The episode title refers to the 2004 film I, Robot.

==Plot==
After Mr. Burns' lawyer tells him that drug tests for the plant workers are costing him money, Smithers proposes to replace the employees with robots in order to cut costs. Mr. Burns fires all of his employees, but Smithers insists that Burns retain one human worker to perform maintenance and to serve as a possible scapegoat. Homer becomes the lucky employee, after bursting into Burns' office to thank him for years of service and to criticize him for being cruel to his fellow man. With everyone else at the plant out of work (including Smithers), the town suffers from a 99% unemployment rate.

Homer tries to socialize with the robots, only to be electrically shocked by one who does not understand his "Working hard or hardly working?" joke. Homer steals Mr. Burns' robot manual to change the robot workers' personalities and give them human emotions, and to program them to play baseball with him and Bart. During the baseball game, one robot hits the ball out of bounds. Homer runs backwards into the street to catch it, not noticing that there is a truck approaching. A robot saves his life by walking in front of the truck, then several more robots walk onto the road in front of oncoming cars and trucks. At the robot funeral, Homer tries to propose a toast. But one robot states that the Three Laws of Robotics demands that robots must protect humans; because alcohol is bad for human health, the robot takes away Homer's beer. Annoyed by this, Homer borrows Flanders' drill and gives them "robot lobotomies," but this reprograms the robots to "eliminate all impediments to the plant" by killing Homer.

Homer runs to Mr.
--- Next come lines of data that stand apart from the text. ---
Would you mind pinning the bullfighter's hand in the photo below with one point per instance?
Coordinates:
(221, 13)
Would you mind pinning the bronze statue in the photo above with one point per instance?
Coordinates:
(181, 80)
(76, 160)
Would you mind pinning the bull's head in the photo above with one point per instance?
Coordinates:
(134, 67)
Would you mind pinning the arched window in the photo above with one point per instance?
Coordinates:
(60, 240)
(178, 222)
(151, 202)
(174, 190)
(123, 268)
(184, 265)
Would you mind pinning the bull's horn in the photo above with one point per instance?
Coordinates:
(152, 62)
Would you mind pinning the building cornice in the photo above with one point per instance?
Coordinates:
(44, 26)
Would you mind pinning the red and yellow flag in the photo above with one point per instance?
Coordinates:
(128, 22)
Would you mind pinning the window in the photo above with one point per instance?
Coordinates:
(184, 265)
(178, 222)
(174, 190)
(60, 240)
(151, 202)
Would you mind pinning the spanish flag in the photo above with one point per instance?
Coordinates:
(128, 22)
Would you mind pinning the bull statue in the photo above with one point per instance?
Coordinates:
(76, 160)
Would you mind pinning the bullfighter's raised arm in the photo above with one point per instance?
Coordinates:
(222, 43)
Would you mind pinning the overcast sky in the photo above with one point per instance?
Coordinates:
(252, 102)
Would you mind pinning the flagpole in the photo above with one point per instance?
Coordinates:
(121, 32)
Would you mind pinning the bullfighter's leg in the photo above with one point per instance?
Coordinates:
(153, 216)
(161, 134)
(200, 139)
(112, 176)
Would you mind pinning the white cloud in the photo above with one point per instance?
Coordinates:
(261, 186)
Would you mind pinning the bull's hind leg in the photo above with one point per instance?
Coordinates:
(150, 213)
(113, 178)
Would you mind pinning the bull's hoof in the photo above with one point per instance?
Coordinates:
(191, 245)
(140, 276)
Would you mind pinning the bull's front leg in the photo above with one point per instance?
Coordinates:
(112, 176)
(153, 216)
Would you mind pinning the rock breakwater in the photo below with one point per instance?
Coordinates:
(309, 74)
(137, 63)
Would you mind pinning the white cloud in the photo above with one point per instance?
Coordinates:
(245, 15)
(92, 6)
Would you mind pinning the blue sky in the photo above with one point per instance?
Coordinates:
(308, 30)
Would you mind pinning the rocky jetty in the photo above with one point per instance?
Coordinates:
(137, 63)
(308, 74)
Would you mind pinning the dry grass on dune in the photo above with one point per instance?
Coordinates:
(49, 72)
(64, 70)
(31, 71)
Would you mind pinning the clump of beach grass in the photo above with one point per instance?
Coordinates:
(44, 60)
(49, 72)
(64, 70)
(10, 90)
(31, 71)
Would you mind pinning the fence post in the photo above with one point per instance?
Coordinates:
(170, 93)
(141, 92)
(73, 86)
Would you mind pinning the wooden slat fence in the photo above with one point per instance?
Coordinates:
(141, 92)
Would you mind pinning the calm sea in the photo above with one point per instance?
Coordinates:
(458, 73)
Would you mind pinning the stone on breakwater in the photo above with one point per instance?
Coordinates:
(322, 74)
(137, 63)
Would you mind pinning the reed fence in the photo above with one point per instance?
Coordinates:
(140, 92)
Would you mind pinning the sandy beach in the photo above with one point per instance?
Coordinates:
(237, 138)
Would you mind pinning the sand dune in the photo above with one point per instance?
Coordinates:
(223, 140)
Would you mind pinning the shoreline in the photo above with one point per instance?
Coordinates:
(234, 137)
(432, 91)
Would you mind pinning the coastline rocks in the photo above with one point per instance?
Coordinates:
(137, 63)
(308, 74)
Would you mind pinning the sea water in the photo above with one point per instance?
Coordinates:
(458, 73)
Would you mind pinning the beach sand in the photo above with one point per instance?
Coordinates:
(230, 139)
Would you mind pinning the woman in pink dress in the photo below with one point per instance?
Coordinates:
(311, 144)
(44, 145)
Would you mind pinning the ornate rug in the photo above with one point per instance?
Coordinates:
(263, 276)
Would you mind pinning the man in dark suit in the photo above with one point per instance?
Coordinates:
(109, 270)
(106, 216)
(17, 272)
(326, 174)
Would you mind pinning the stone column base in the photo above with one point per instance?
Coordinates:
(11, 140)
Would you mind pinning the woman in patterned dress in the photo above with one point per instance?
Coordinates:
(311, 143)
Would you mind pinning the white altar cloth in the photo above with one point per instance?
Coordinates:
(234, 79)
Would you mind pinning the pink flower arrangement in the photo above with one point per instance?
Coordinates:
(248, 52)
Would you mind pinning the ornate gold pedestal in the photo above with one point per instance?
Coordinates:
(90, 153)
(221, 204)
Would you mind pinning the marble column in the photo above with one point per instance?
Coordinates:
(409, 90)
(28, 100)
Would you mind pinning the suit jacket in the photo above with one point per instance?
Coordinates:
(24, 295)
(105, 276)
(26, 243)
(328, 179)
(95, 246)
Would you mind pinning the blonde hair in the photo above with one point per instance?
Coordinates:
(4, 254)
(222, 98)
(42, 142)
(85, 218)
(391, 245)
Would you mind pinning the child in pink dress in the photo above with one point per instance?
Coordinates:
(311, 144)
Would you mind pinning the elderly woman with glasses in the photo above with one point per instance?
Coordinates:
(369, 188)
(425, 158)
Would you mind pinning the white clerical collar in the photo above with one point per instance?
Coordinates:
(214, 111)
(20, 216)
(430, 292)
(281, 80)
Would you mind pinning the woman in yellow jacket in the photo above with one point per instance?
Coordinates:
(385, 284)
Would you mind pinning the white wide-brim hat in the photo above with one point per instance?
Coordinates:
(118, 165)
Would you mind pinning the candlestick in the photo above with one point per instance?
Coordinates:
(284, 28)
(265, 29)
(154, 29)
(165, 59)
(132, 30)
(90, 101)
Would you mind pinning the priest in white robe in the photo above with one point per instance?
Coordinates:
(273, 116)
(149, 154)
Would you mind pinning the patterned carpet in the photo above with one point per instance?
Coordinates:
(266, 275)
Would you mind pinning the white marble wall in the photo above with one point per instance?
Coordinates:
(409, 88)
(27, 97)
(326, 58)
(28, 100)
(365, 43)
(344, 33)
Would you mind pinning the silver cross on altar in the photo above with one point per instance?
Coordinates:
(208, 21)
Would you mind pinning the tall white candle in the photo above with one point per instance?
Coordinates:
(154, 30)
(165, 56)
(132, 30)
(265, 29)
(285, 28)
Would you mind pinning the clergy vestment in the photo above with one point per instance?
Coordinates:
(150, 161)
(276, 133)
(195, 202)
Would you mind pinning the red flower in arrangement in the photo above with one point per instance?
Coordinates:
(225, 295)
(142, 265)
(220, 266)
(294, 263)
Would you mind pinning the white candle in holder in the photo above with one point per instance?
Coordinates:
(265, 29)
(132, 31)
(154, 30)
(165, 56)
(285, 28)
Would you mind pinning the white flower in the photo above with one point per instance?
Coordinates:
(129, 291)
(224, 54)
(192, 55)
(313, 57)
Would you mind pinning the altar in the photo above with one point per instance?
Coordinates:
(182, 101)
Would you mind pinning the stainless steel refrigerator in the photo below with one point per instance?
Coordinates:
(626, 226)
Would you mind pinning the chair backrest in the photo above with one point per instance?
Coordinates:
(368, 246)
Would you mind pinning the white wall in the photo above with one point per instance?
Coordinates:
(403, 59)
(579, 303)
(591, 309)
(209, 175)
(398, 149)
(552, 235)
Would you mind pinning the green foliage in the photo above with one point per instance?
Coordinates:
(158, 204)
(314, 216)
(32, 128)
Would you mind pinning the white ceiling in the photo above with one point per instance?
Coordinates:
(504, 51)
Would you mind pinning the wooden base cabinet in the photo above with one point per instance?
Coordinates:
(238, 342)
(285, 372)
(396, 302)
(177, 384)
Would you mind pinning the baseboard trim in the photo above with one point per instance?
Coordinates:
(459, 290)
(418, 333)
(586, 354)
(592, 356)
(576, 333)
Burns' mansion for help, but Mr. Burns makes things worse by releasing his hounds on the robots. One robot easily flings one of the hounds a great distance. The other hounds retreat in fear. When Mr. Burns insults them, the slighted hounds become angry and join the robots. They chase Burns and Homer, who hide inside Mr. Burns' greenhouse. The robots burst in, but Homer and Mr. Burns are saved by the unemployed citizens of Springfield. Burns rehires his former employees as temps. Homer rebuilds one of the robots and takes it on a fishing trip, but the robot becomes annoyed by Homer and self-destructs.

==Production==
Guest star Brent Spiner provides the voice of all the robots. Spiner knew episode writer Michael Price, and he offered the role to Spiner. He thought voice acting was easy and compared it to "stealing money." "Robot Parade" from No! by They Might Be Giants is played at the end.

==Reception==
The episode originally aired on the Fox network in the United States on March 18, 2012. It was watched by approximately 5.24 million people during this broadcast, and in the demographic for adults aged 18–49, it received a 2.4 Nielsen rating and a seven percent share. "Them, Robot" became the second highest-rated broadcast in Fox's Animation Domination lineup for the night in terms of both total viewers and adults aged 18–49.
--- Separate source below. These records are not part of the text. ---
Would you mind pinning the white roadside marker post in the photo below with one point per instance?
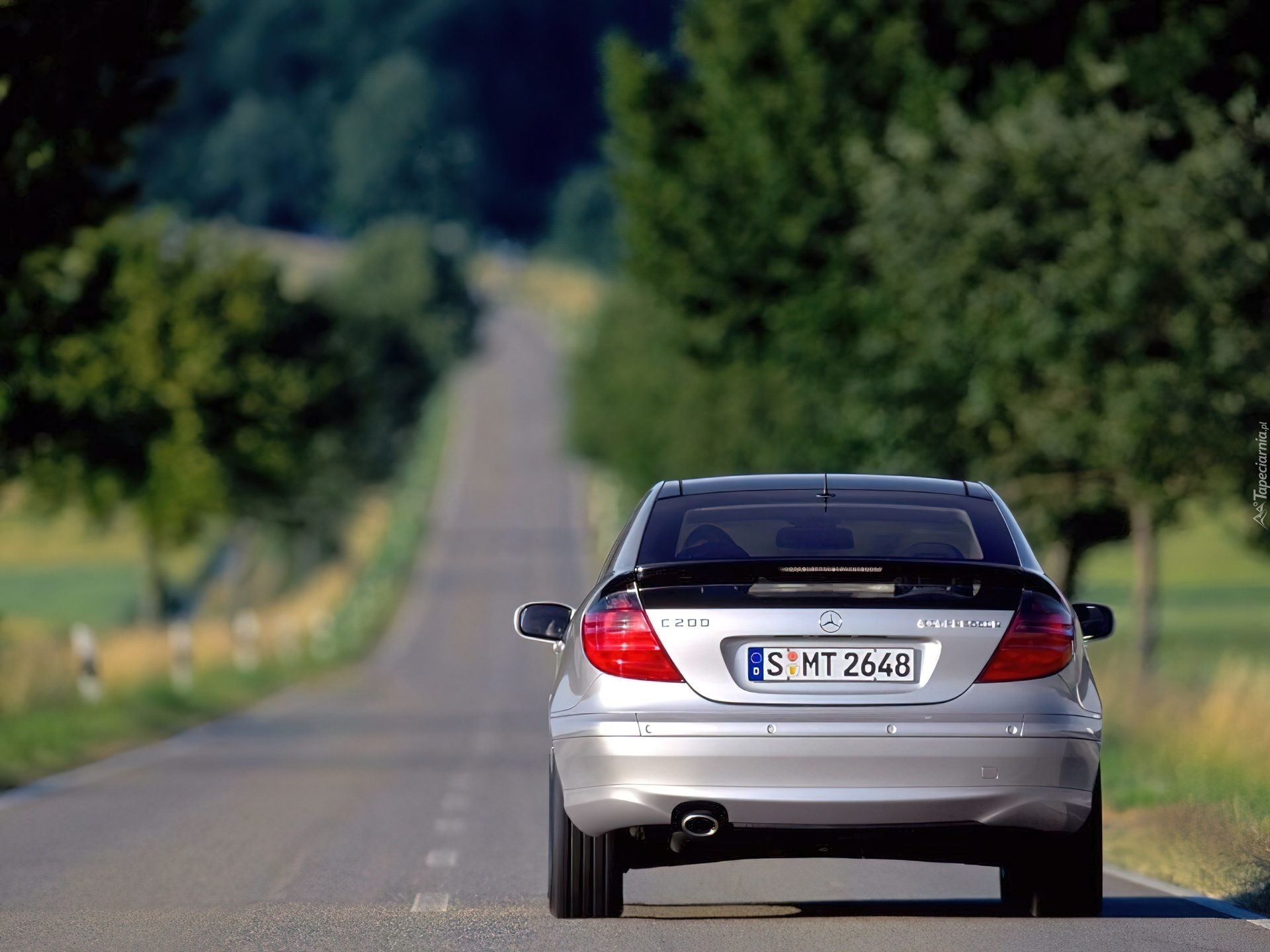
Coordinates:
(84, 647)
(181, 643)
(247, 640)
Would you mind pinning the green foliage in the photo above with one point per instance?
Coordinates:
(161, 366)
(585, 221)
(74, 79)
(1017, 243)
(58, 736)
(329, 113)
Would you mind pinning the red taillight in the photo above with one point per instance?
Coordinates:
(619, 639)
(1037, 644)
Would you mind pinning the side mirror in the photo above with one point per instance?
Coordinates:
(1096, 621)
(542, 621)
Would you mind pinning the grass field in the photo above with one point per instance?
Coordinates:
(1187, 753)
(78, 571)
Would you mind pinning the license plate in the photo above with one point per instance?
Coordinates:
(833, 663)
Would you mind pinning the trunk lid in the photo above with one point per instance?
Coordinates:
(812, 619)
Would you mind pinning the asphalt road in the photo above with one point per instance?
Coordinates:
(403, 804)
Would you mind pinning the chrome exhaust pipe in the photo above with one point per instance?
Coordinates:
(698, 824)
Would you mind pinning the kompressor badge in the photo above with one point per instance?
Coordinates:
(955, 623)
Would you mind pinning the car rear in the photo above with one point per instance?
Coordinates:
(826, 664)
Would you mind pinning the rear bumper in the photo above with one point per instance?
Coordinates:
(1035, 783)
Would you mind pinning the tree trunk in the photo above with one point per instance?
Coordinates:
(151, 608)
(1146, 580)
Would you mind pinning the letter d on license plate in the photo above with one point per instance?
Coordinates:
(832, 663)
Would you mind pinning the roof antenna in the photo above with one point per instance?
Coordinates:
(827, 495)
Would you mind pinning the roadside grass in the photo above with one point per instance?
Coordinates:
(56, 738)
(45, 728)
(1187, 749)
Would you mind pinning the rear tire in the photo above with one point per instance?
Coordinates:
(585, 880)
(1064, 879)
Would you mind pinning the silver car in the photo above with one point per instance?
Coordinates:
(813, 666)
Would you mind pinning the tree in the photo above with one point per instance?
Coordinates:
(940, 238)
(163, 368)
(1111, 303)
(74, 80)
(310, 114)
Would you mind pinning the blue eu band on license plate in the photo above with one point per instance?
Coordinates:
(832, 663)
Hayden Childs of The A.V. Club gave the episode a B, saying that while "there are a number of good jokes in this installment, the satire is far too gentle, if not feeble, for its subject matter, and the episode is far too willing to bury the satire to further the plot," but that "the episode offers enough good-natured humor to keep itself afloat."

Teresa Lopez of TV Fanatic gave the episode 3.5 out of 5 stars. Lopez felt the plot relied heavily on Homer's stupidity. She highlighted the robots' lines during the baseball scene.

John Schwarz of Bubbleblabber gave the episode a 9 out of 10 and thought that the episode was a "sterling effort." He highlighted several sight gags and the joke that the baseball rules of American League are worse than those of the National League.

Steven Keslowitz referred to this episode as an example of popular culture warning of the dangers of automation.